The project is given an unmistakable touch by Emi Fontana — an Italian curator who lives in Los Angeles and worked closely with Mike Kelley during the last fifteen years of his life — and by Andrea Lissoni's unique experience in devising unconventional exhibition formats at HangarBicocca.
Eternity Is a Long Time
Curated by Emi Fontana and Andrea Lissoni
24 May - 8 September 2013
HangarBicocca presents Mike Kelley: Eternity is a Long Time, an unprecedented exhibition which examines the work of the late American artist Mike Kelley (Detroit, 1954 – Los Angeles, 2012) in an open path among installations, videos and sculptures mainly realized from 2000 to 2006: works of great intensity which perfectly represent the complex and visionary universe of one of the most influential figures in contemporary art.

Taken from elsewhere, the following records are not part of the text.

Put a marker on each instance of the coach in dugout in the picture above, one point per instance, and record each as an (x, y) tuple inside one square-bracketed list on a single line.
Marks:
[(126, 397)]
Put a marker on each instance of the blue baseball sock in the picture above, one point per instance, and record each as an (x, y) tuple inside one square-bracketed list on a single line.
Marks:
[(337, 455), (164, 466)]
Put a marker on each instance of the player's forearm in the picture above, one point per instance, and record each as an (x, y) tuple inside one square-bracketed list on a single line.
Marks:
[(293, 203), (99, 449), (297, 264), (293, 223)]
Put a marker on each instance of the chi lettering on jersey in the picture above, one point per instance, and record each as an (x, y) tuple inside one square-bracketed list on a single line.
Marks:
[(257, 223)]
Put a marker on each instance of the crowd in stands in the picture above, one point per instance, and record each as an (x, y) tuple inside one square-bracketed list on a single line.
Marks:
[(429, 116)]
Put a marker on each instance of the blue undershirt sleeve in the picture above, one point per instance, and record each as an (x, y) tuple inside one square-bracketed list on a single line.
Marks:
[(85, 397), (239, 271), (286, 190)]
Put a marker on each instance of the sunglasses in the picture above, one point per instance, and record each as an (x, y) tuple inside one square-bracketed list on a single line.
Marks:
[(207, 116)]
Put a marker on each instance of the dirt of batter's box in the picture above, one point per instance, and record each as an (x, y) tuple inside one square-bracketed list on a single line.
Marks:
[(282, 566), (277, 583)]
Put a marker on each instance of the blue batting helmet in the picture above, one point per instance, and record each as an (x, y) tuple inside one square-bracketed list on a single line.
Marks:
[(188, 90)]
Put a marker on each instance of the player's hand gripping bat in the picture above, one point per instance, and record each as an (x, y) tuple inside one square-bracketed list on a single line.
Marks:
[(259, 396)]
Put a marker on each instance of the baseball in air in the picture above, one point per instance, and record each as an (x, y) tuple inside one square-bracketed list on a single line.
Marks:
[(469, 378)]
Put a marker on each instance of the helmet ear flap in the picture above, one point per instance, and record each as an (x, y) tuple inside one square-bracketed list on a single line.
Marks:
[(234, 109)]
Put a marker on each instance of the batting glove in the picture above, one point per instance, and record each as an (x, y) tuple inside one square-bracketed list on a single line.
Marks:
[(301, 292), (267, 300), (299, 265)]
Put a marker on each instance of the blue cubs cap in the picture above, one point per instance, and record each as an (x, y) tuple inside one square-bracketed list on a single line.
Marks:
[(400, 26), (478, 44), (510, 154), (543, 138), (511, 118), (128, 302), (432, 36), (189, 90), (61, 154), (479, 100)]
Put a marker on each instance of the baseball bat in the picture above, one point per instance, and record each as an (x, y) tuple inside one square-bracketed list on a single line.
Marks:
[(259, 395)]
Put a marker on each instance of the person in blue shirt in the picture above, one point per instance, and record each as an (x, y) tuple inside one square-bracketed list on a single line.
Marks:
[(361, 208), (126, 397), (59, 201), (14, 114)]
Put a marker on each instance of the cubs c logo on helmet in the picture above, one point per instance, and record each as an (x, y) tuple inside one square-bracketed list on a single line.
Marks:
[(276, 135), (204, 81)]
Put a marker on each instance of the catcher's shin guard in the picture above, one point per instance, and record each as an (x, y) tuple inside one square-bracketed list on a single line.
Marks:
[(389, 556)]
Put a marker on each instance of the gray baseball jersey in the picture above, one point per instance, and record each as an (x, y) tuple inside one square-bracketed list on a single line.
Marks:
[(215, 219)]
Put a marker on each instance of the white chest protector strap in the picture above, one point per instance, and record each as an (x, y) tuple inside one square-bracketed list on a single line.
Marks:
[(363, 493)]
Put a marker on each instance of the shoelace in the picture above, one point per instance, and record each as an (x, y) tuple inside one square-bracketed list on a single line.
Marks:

Cultural aspects and autobiographical memories are so much a part of Mike Kelley’s art: his relationship with education, his links with modernist architecture, his view of the tradition of painting and of American literature and his approach to the vernacular and to popular culture, youthful initiatory rites and styles of musical subcultures. The exhibition opens with Extracurricular Activity Projective Reconstruction #1 (A Domestic Scene) and Runway for Interactive DJ Event, two installations - which were shown together at Mike Kelley's first solo exhibition in Italy, at the Galleria Emi Fontana in Milan in 2000 - that constitute a fundamental turning point in Mike Kelley’s research and the dawn of what was to be his most prolific creative period. "Eternity is a Long Time", which gives the exhibition its title, is also the phrase pronounced by one of the two protagonists in the video entitled Extracurricular Activity Projective Reconstruction #1 (A Domestic Scene) to his partner before both of them take their own lives.
Another key installation is the John Glenn Memorial Detroit River Reclamation Project (Including the Local Culture Pictorial Guide, 1968-1972, Wayne/Westland Eagle) of 2001, which takes inspiration from a monument to the astronaut John Glenn, after whom the high school that Mike Kelley attended was named. The fragments of coloured ceramic and glass which cover the sculpture were picked up by Kelley himself in the river in Detroit. Sophisticated artistic techniques and typically vernacular processes, the monuments of tradition and anti-monumentality, personal and collective memory, and a media-based world of the imagination and pop culture all come together in this emblematic work.
The project is given an unmistakable touch by Emi Fontana — an Italian curator who lives in Los Angeles and worked closely with Mike Kelley during the last fifteen years of his life — and by Andrea Lissoni's unique experience in devising unconventional exhibition formats at HangarBicocca.